Large-Scale Language Model (LLM) is not a Doctor

Large-Scale Language Model (LLM) is not a Doctor Sept 14, 2023 10:56:21 GMT

Quote

Post by account_disabled on Sept 14, 2023 10:56:21 GMT

The rise of 'Large-Scale Language Models' (LLMs) like GPT-4, which generate text with great fluency and confidence, is certainly surprising. However, the over-packaging is no less surprising. Microsoft researchers claim that OpenAI's GPT-4 model shows "glimmers of artificial general intelligence (AGI)." Sorry for Microsoft, but that's not the case.

Microsoft's claim is probably not referring Phone Number List to the so-called 'hallucination phenomenon' of releasing incorrect text without hesitation.

Additionally, GPT is bad at games like chess or Go, is not good at math, and can probably produce code riddled with errors and bugs. However, this does not mean that all LLM/GPT are overhyped. Not at all. However, this means that we should have a certain sense of balance in the discussion surrounding generative AI and significantly eliminate the exaggeration.

ⓒGetty Images Bank

According to an article in IEEE Spectrum, several experts, including OpenAI co-founder and chief scientist Ilya Sutskever, believe that adding reinforcement learning with human feedback could eliminate the LLM hallucination. But other experts, including Yann LeCun, chief scientist at Meta's AI Institute, and Jeffrey Hinton, the father of deep learning who recently left Google, argue that current large-scale language models are fundamentally flawed. These two believe that large-scale language models lack the non-linguistic knowledge essential to understanding the reality that language describes.

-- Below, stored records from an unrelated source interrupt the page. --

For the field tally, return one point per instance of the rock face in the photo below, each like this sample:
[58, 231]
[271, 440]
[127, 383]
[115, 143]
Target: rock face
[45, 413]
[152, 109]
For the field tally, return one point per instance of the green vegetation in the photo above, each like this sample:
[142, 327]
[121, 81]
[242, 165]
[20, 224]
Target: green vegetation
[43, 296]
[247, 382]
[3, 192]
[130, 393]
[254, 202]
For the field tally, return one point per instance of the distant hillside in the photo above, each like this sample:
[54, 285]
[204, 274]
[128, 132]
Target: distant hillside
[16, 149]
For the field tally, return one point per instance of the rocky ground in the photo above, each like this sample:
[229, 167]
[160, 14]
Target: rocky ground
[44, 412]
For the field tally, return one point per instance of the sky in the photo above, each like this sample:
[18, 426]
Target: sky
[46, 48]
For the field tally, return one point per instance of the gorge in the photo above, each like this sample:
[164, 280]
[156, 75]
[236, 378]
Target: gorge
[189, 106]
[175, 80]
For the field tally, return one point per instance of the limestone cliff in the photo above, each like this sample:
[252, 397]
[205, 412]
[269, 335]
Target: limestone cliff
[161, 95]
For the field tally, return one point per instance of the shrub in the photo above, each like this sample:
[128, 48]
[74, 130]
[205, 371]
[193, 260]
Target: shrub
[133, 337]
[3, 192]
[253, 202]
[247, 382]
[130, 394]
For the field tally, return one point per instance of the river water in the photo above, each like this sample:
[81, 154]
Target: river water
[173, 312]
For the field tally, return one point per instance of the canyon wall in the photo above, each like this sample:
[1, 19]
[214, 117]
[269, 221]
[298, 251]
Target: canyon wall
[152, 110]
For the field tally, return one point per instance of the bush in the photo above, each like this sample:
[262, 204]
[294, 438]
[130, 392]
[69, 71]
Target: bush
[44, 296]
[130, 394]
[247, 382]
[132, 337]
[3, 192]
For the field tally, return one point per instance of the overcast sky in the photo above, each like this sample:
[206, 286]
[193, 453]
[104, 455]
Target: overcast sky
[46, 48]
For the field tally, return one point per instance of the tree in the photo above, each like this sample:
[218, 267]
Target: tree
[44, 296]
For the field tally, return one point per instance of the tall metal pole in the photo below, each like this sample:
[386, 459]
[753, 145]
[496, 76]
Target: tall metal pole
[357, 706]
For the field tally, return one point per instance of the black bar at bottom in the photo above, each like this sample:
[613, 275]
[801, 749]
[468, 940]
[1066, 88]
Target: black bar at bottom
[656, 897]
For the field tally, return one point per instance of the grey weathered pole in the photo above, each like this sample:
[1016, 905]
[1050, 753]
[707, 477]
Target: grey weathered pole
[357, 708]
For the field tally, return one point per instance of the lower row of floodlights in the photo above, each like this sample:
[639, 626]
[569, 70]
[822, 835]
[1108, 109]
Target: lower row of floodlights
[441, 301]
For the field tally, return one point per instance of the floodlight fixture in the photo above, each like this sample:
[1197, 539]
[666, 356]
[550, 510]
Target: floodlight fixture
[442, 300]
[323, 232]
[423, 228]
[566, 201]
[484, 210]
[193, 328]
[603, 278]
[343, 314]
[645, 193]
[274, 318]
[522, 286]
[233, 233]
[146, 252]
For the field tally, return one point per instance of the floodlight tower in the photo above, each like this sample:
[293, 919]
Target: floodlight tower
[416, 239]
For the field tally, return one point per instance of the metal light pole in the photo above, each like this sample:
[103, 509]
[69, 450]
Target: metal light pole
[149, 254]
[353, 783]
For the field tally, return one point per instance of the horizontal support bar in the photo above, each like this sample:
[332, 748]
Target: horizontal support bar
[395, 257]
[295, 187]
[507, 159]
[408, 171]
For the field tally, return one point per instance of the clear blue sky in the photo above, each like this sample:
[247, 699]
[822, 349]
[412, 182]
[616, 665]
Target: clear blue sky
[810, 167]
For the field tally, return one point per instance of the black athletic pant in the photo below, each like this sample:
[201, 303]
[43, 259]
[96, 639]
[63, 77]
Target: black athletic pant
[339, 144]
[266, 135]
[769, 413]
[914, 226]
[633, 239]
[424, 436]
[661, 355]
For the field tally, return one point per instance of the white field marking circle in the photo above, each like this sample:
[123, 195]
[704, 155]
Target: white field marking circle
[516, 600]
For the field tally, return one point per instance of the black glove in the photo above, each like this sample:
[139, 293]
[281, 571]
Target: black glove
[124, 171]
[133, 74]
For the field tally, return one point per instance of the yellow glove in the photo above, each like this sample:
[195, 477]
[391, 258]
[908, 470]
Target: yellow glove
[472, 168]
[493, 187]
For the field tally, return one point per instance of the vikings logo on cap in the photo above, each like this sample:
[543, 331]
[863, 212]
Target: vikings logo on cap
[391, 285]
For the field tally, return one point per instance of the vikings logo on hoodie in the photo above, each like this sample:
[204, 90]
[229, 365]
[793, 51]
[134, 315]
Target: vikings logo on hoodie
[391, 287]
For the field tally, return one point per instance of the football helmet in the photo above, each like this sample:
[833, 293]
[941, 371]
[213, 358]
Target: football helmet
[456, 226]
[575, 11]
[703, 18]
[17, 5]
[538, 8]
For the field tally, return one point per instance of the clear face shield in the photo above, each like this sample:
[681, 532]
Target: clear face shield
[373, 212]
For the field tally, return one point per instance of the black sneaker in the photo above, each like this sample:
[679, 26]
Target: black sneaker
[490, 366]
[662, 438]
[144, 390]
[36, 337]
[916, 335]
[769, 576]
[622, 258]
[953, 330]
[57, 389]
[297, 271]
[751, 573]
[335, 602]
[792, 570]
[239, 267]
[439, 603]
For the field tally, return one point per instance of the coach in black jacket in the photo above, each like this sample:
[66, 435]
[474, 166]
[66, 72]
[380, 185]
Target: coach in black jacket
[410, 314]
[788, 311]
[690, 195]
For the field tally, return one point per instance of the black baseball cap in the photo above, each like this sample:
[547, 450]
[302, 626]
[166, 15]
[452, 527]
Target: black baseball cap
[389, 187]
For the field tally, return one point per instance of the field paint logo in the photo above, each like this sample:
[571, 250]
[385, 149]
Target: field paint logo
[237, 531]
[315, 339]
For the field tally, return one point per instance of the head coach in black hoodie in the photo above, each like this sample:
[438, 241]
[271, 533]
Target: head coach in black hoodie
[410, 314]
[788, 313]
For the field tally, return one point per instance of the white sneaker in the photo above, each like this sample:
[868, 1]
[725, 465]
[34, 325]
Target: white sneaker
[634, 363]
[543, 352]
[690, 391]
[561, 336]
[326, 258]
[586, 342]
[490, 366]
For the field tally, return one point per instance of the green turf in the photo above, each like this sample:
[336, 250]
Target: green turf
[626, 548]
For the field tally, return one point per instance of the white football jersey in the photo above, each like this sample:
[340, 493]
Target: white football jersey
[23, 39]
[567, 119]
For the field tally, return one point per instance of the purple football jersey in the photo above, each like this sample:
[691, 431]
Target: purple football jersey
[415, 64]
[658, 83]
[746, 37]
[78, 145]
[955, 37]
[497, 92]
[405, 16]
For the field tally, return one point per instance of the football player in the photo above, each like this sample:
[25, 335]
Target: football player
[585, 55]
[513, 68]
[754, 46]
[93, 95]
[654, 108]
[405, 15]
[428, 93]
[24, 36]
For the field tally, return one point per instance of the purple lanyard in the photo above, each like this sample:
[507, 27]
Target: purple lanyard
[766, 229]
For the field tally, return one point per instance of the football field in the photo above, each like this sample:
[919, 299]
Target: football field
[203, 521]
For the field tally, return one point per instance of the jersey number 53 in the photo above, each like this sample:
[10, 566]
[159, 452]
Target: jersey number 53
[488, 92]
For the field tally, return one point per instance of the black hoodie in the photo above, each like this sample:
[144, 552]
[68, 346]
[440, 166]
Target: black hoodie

“For everything from gaming to writing code, reinforcement learning models that are small, fast, and cheap to run easily outperform LLMs with hundreds of billions of parameters,” Diffblue CEO Matthew Lodge told Infoworld. .

So maybe you're looking for gold in the wrong places?

One game?

As Lodge said, we may be pushing generative AI into areas where reinforcement learning can do much better. Games are a representative example. If you look at the video of Chess International Master Levi Roseman playing chess with ChatGPT , ChatGPT makes absurd moves, such as catching its own pieces, and even commits fouls. Additionally, the open source chess software Stockfish, which does not use neural networks at all, defeated ChatGPT in 10 moves. This is a good example showing that LLM is far below its hype.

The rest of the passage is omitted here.